A mother-daughter conversation on food and cooking (mostly)

Sunday, June 10, 2007

Banana Bread

Recently I've been working on a banana bread recipe. For years I've been using recipes that produce banana bread that is:

- Too sweet. Especially that bland, white sugar dessert-timey sweetness. Gaah.

- Too cakey. If the bananas are too well-mashed and the flour too white and delicate, the banana bread will be moist but homogenous and flat, with small little brown lines of cooked banana matter that look like parasites. I like banana bread that is chunky and rough-looking but tender.

- Not salty enough. Really. Banana bread can handle more salt than you might expect.

- Not buttery enough. Lots of recipes use vegetable oil only, which is good for moisture but bad for flavor.

- Unhealthy. This sounds silly as I plead for more butter and salt in my banana bread, but really: I want some whole grains in there. But at the same time I don't want an oaty brick. So there are several tensions to resolve here.

Carver's, a brewery/restaurant in Durango, Colorado, serves grilled banana bread, which remains my banana bread ideal. It's warm and thick and buttery and falls apart when you eat it. It is nothing like the banana pound cakes most cookbooks try to pass off as banana bread.

So here's the recipe I've developed over the past month, with copious notes.
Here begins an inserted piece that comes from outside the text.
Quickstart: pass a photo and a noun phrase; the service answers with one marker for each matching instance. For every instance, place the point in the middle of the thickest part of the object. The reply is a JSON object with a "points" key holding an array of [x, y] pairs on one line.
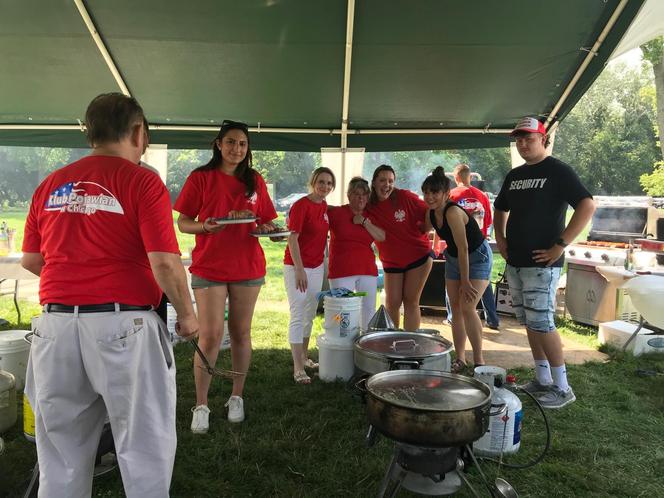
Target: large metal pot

Bowl One -- The Dry Ingredients

Whisk together the following:
- 1 cup graham flour. Graham flour, I have discovered, is magical. The miller takes apart the whole wheat and mills the bran and germ separately from the endosperm, then mixes them back together, and somehow this is completely different from regular whole wheat, which is milled all together. I guess it makes sense -- it behaves more like white flour with tiny pieces of bran that toast up all delicious and almost crispy. I love it. So yes, try graham flour. Otherwise, use whole wheat flour.
- 1/2 cup all-purpose flour
- 1/4 cup oats. Use steel-cut oats instead of rolled oats, or else pulse some rolled oats in the food processor for just a few seconds. Rolled oats seems to get tough instead of crunchy.
- 1/2 teaspoon baking powder (One recipe I used to use calls for almost 2 teaspoons of baking powder, and you can actually taste it in the bread, all metallic and wrong.)
- 1/2 teaspoon baking soda
- 1 scant teaspoon salt. Really, try using that much. It brings out the buttery and banana-y flavors really well.

Bowl Two -- The Wet Ingredients
This part is kind of like a cake: you cream together the butter and sugar, then add eggs and the other business.
Beat until soft:
- 4 tablespoons butter at room temperature

Beat in, in this order:
- 1/4 cup brown sugar, packed
- 2 eggs
- 3 tablespoons honey
- 2 tablespoons vegetable oil

Bowl Three -- The Bananas
You will need two bananas of very advanced age. I only make banana bread with bananas that are too gooey and thin-skinned and black and nasty to consider eating raw...and I tend to eat very ripe bananas raw. These should be only a day or two from the compost heap.

Do NOT mash the bananas with a fork. Put them in a Pyrex cup or a small bowl, and with a thin spatula or similar implement and an up-and-down motion, cut them into pieces of roughly 1/4 to 1/2 an inch. They should be chopped and messy, not a bowl of goo.



So now you have three bowls. First, fold the dry ingredients into the wet bowl with as little mixing as possible -- just moisten all the flour. Then, fold the banana chunks in. Finally, fold in:

- 1/2 cup walnuts, broken up with fingers if not pre-chopped

Scrape gently into a greased small loaf pan and bake at 350 degrees for an hour.

3 comments:

Kris said...

You're right,it's a very delicate balance. Too wet, too dry, too heavy! I made some banana nut muffins last week and they were dry because I overcooked them by just a minute or so. I will try your version.

Steph D said...

This is a great recipe! It's going to be my default banana bread from now on, I think. I can't wait to make it again. I only wish I had a small loaf pan... I may double the recipe next time to fill my large loaf pan.

Eva said...

Stephanie, I'm so pleased this worked for you. I plan to try doubling the recipe now, too.